[英]How to read specific lines from a text file in python?
I have a text file that contains a lot of data. 我有一个包含大量数据的文本文件。 I want to be able to read the text file and write a new text file.
我希望能够读取文本文件并写入新的文本文件。 However on the new text file I don't want it to include some part of the orginal.

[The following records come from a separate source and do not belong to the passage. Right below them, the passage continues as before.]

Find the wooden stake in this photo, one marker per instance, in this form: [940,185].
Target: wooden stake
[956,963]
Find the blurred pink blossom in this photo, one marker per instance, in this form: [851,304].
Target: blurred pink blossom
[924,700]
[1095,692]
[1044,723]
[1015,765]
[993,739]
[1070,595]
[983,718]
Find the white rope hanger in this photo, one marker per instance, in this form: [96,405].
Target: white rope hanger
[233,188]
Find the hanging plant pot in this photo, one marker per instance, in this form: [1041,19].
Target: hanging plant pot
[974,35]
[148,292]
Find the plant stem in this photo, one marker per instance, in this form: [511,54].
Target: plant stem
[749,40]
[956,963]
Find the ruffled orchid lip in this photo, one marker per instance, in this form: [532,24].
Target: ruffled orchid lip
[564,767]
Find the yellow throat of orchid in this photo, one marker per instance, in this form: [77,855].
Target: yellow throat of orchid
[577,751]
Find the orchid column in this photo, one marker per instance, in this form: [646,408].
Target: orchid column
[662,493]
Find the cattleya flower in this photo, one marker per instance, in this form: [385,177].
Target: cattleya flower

但是,在新的文本文件上,我不希望它包含原始字符的某些部分。
For example the text file has 例如,文本文件具有
------------------------
Age: 39
Gender: Female
Smoking: Yes
remarks: something about the person
-----------------------
Age: 52
Gender: Male
Smoking: Yes
remarks: something about the person
-----------------------
How do I get the new file to only read in age and gender so that the new text file will look like (also including the dashes that are divide each entry): 如何使新文件仅按年龄和性别读取,以便新文本文件看起来像(还包括将每个条目分开的破折号):
-----------------------
Age: 39
Gender: Female
-----------------------
Age: 52
Gender: Male
-----------------------
I've seen a couple of codes and other questions but they all are not just removing specific lines. 我已经看到了几个代码和其他问题,但它们都不只是删除特定的行。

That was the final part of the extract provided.